For those who are not familiar, each year the Office for Students (OfS) uses an algorithm which looks at a provider’s historic performance and changes in cohort demographic and predicts the percentage of students that should be graduating with a first or an upper second class degree on a provider level.
The algorithm predicts outcomes on an individual level by taking into consideration factors such as a student’s race, gender, socio-economic background, and whether they have a disability. We then see the aggregate of this calculation compared to what actually happened.
If more students receive these grades than anticipated, then it is deemed “unexplained” – or this year, “unmerited.” Contentious.
Inflation or Improvement?
In the decade between 2010 – 2020, OfS found that the percentage of full time undergraduates attaining a first class degree doubled. Now it has released an updated analysis of attainment statistics to include the academic year 2020-21, and has found that students attaining a first or upper second class degree is up from 67 per cent in 2010-11 to 84.4 per cent in 2020-21. The two key items:
- Three-quarters of providers have had significant increases in the awarding of first and upper second class degrees.
- Almost all providers saw a significant increase in the awarding of first class degrees
A sparkling endorsement of improved teaching standards or something to be “tackled?” OfS asserts the latter. The regulator sees the increase as “unexplained” and therefore jeopardising the “credibility, value, and reliability of the qualifications” which can lead to a loss of public confidence in higher education – and has vowed to take a strengthened regulatory approach to tackle grade inflation.
The statistical modelling approach that OfS uses was “adapted to account for the sector-level changes in awarding patterns” this year, due to the impact of Covid-19 lockdown disruptions. This is all well and good but there are multifactorial reasons for improvements in attainments, particularly in the last year.
The pandemic did not just change institutional awarding behaviour but also provided lessons in accessibility. Universities have risen to the challenge of ratifying – or in some cases, introducing – support for students with disabilities and caring responsibilities. In 2020-21 hundreds of institutions also actioned responses to conversations on gendered violence and safety on campus; the surrounding cities spurred by the tragic murder of Sarah Everard; and further concerns surrounding drink and needle spiking. There was further anti-racism advocacy and action after the murder of George Floyd, and widening conversations and progress towards decolonisation.
To me these are “observable factors” which may impact attainment. Is it so inconceivable that this activity would improve the learning environments in which disadvantaged students can work and would also alter the outcomes?
At a sector-level, we expect students to learn and grow as they progress through their degree, and we expect educators to upskill, and institutions to develop better understanding surrounding learning and adapt their provision accordingly. Since 2010 we have seen enhanced understandings of neurodiversity, and increased use of digital learning resources and learning analytics, all of which go someway to helping students reach their potential. And, it seems like a sector which continuously strives to improve – and was very well funded by OfS’ predecessor to improve in the previous 30 years – is surely a sector that should hold the confidence of the public.
The thing is, I do get it. Even if teaching techniques, the learning environment, and higher education culture improves to the point that every student is able to attain a first class degree, we will still need ways to decipher which of those have truly excelled.
After all, at one point in time, pre-1870, we divided the country into those who could read and those who could not, which is a rather silly metric now that we have universal education. So a solution is needed. Perhaps we need to date stamp degree classifications for context. Perhaps we need to include percentile breakdowns. Perhaps we need an entire new classification system that reflects the strong progression we have made as a sector.

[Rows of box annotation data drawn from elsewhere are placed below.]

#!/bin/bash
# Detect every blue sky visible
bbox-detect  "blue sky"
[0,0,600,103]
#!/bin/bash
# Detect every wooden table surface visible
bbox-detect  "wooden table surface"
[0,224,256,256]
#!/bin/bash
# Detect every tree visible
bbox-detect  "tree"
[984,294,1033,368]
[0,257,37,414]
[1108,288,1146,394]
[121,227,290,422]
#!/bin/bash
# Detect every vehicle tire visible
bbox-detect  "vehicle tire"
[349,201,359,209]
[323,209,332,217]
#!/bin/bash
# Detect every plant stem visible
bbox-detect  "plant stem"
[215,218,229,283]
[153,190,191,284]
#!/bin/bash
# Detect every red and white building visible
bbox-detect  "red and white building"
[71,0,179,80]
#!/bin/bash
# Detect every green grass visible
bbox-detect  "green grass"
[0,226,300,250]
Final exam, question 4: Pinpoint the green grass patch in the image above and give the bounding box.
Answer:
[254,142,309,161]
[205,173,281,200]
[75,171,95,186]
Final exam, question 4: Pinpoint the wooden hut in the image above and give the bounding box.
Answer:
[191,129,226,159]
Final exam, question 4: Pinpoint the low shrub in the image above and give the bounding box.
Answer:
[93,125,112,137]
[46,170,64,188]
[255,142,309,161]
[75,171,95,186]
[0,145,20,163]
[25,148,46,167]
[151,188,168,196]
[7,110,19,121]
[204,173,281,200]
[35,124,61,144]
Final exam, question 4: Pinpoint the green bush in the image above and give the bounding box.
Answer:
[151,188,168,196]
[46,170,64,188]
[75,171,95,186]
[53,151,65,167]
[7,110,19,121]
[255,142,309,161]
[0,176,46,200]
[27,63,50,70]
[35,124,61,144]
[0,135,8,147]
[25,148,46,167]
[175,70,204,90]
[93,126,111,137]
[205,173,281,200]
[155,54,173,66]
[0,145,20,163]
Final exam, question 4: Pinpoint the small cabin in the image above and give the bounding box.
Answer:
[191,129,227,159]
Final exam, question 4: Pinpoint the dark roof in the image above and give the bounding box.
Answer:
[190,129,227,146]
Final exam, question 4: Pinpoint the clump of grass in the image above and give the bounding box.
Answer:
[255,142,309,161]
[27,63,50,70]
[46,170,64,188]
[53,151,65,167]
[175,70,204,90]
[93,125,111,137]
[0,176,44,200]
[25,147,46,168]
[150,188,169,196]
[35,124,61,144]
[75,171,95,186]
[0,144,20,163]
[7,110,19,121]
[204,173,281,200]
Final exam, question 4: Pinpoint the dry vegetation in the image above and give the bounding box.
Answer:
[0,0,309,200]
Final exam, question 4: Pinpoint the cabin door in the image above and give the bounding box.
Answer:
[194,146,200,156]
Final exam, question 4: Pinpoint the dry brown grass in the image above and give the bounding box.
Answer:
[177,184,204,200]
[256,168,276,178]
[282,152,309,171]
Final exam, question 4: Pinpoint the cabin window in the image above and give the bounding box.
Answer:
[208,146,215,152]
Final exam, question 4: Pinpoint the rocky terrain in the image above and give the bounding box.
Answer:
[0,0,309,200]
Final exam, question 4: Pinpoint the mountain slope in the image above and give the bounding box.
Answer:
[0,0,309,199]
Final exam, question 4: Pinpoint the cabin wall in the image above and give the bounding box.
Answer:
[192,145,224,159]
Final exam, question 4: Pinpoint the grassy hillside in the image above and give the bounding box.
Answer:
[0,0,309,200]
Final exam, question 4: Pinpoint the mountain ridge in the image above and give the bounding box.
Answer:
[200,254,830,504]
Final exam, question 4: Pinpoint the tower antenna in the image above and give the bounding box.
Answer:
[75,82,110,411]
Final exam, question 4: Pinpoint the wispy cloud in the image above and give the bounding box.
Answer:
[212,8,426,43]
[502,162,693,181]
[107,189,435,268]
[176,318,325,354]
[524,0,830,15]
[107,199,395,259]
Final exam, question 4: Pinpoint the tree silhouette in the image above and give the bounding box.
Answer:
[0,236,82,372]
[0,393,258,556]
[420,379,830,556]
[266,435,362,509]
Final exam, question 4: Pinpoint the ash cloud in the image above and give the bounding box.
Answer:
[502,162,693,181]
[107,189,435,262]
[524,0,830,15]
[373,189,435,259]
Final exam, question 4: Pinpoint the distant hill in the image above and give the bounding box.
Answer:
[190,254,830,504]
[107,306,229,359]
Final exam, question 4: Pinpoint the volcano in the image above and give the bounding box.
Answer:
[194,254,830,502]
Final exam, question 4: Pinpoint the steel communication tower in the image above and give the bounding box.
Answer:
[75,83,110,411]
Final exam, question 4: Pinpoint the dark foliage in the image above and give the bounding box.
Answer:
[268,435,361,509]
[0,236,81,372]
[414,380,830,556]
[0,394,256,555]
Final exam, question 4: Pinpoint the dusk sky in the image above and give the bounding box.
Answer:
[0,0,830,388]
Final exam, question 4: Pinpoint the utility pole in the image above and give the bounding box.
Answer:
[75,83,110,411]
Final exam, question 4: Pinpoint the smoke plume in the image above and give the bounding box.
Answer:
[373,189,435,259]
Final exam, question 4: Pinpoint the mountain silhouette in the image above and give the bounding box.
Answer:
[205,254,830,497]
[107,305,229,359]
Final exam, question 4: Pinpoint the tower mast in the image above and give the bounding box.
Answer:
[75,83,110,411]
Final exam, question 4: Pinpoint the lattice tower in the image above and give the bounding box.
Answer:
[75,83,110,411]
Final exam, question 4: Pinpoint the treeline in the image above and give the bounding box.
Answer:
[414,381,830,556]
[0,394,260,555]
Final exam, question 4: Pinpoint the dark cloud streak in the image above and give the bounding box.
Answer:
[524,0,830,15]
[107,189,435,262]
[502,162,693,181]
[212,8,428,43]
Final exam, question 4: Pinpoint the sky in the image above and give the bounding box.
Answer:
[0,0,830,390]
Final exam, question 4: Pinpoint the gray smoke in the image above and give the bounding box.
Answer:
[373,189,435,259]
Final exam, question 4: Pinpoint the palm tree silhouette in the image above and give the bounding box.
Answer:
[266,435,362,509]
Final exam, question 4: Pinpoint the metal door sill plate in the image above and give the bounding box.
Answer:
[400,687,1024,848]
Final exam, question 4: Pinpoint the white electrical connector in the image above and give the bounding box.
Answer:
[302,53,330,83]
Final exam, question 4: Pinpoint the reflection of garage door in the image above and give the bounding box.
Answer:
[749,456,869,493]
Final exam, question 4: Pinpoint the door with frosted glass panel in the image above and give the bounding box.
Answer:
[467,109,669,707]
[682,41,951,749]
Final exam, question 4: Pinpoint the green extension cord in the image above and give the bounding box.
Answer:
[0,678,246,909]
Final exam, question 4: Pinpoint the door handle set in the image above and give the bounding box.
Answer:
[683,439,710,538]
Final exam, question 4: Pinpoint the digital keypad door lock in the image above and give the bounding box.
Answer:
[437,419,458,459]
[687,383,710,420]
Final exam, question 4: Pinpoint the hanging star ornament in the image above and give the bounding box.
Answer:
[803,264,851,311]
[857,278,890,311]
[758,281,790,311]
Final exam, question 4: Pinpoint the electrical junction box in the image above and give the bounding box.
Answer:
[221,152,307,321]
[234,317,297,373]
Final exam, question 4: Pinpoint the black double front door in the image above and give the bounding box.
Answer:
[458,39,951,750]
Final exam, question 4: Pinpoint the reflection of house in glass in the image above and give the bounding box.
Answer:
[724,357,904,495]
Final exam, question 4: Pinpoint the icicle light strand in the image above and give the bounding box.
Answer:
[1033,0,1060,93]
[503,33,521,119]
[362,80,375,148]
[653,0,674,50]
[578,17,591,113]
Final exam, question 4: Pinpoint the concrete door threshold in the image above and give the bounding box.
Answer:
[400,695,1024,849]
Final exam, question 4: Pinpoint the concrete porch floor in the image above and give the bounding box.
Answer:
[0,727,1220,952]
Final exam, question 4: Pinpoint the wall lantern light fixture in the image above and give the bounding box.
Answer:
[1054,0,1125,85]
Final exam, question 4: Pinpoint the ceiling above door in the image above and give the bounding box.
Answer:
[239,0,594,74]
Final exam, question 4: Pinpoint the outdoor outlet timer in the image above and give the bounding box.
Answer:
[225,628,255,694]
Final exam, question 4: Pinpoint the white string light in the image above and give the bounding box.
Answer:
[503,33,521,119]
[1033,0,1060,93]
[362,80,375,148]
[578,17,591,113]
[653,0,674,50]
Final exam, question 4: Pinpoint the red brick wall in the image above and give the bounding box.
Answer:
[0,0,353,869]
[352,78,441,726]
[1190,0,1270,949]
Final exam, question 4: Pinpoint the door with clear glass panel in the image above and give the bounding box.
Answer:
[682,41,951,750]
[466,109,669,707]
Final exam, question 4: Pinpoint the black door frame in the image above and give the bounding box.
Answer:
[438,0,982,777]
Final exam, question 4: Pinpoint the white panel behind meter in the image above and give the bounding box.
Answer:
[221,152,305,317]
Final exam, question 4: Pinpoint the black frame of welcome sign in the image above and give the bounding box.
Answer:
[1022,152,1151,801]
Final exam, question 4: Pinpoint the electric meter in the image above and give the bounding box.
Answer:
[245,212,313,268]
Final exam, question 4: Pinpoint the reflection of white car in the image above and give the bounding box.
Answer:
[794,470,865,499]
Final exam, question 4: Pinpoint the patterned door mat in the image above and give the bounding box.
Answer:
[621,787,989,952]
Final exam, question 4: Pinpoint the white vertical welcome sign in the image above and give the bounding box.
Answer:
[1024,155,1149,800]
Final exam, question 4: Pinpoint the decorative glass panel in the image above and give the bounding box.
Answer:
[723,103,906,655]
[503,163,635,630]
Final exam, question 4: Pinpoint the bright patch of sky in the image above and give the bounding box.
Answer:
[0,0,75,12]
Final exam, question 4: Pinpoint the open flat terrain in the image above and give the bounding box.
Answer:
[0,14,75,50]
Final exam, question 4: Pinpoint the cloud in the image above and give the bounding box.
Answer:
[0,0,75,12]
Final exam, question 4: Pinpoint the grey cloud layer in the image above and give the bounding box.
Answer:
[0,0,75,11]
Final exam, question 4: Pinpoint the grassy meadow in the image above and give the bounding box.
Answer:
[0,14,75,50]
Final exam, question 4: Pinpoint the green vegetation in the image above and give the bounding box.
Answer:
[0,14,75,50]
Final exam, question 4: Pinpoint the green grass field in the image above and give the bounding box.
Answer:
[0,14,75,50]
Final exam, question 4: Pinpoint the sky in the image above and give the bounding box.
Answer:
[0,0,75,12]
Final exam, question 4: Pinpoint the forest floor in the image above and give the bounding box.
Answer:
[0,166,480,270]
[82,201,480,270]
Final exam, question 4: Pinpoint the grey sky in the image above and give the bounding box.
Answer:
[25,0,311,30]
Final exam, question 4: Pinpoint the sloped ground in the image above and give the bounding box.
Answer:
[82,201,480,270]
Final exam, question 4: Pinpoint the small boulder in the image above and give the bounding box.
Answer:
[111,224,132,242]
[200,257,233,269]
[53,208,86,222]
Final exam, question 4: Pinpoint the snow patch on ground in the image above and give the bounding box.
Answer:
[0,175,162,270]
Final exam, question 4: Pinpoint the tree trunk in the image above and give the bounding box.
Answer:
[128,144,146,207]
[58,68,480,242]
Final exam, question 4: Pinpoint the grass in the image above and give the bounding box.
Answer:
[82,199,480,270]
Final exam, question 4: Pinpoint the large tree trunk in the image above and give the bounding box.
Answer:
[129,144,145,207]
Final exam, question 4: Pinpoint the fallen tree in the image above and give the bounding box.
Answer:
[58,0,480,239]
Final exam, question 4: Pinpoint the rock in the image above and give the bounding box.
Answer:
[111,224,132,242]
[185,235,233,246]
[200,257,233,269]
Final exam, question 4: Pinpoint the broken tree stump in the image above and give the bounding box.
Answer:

Because in principle, I agree with the OfS B4 condition, which came into effect on 1 May 2022. I do not think that “the same level of student achievement should not be rewarded with higher degree classifications over time.” But only if we are absolutely clear that this is what is happening. Because I also don’t think that disadvantaged students should be bound to benchmarks set a decade ago in different socio-political circumstances, and in a sector with less understanding of teaching and learning, and accessibility.
But, regardless of what I think, OfS has, once again, pledged to investigate “unexplained attainments” – that is, attainment that deviates from the OfS algorithm of what students should achieve. Condition B4 will allow the OfS to use its regulatory powers to look into the reliability of a provider’s assessment practice and credibility of their academic regulations, and intervene if necessary. So we all have that to look forward to.